Episode 7: Knowledge Graph, storage and retrieval
📅 Published on September 6, 2024
The “divide and conquer” strategy is a powerful algorithmic method used to break down complex problems into smaller, manageable parts. In the context of knowledge graphs, this approach allows us to deal with entities like talents, projects, clients, products, and contracts by treating them as nodes in a graph database. These nodes are connected through edges, representing relationships that store the most relevant contextual information for easy retrieval.
I. Storage: Organizing data into a knowledge graph
The first phase of working with data in this context is storage. Most businesses already have existing data environments that need to be transformed into structured knowledge graphs. This involves organizing the data into nodes and establishing relationships between these nodes, effectively linking different entities. An essential aspect of this process is setting up data streaming to ensure continuous updates as new information becomes available.
To convert raw data into indexed and clustered knowledge, I recommend using a business fine-tuned large language model (LLM). A well-tuned LLM equipped with a tool like Neo4j can autonomously create nodes, assign properties and labels for classification, and establish relationships between them. This system helps to capture the necessary context while filtering out unnecessary information, ensuring that only the most relevant data is stored for future retrieval.
1. Ownership
Relation: Between stakeholders and projects or talents.

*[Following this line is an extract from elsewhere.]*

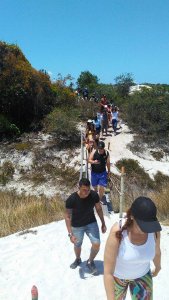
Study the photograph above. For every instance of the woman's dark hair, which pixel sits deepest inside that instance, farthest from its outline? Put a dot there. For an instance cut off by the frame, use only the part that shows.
(84, 181)
(127, 224)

Explanation: Indicates that a stakeholder “owns” or is responsible for a certain project or talent.
2. Hierarchical
Relation: Between projects or technologies.
Explanation: Can represent a hierarchy between different projects, for example, a main project that oversees multiple sub-projects or technologies that depend on each other.
3. Causal
Relation: Between projects or between technologies and projects.
Explanation: Indicates that a project or technology causes or directly influences another project. For instance, the success of one project might lead to the start of a new project.
4. Sequential
Relation: Between projects.
Explanation: Represents a temporal order between projects, where one project starts after the completion of another or follows a certain development sequence.
5. Temporal
Relation: Between projects or between talents and projects.
Explanation: Marks the duration during which a project is active or the period during which a talent is engaged in a project.
6. Correlation
Relation: Between projects, technologies, or talents.
Explanation: Indicates that there is an association or similarity between different projects, technologies, or talents, but without implying a direct causal relationship. For example, two projects may be correlated because they use similar technologies.
The golden rule for storage
The key principle here is to define your storage and ontological strategies based on the specific purpose of your LLM. This involves making careful decisions about which nodes, properties, labels, and relationships should be created, ensuring that they align with the system’s objectives.
II. Retrieval: Accessing knowledge efficiently
Once data is stored in the knowledge graph, it transforms into knowledge that can be retrieved through effective querying. In systems like Neo4j, this retrieval is often done using Cypher queries, which are highly optimized for fast and accurate data access. In our Turing environment, the LLM is fine-tuned to generate precise Cypher queries based on user input, ensuring that the right information is retrieved quickly and efficiently.
However, the complexity of these queries increases with the number of relationships between nodes. As a reminder, relationships can include temporal, causal, correlation, ownership, and hierarchical connections. In more complex, multidimensional environments, traditional queries may become cumbersome, and this is where vector-based retrieval comes into play.
In such cases, similarity-based retrieval using vectors offers a more effective solution. This method excels at handling high-dimensional data, allowing for faster and more accurate searches when the context is expanded and complex. This is why vector databases, like ChromaDB, are becoming increasingly popular in AI and knowledge graph ecosystems. ChromaDB is particularly useful because it integrates seamlessly with Langchain, LlamaIndex, and other libraries we are using, and unlike Pinecone or Weaviate, it is not a cloud-based vector database.
Next Steps: Exploring RAG and vector databases
In the next phase, we will dive deeper into Retrieval-Augmented Generation (RAG) and explore how vector databases like ChromaDB enhance retrieval efficiency. This hybrid approach combines the strengths of traditional knowledge graphs and advanced vector databases, ensuring both structured data storage and rapid, high-dimensional data retrieval.
By combining storage and retrieval strategies with the right tools, businesses can leverage their data more effectively, making it a crucial part of decision-making processes and operational efficiency.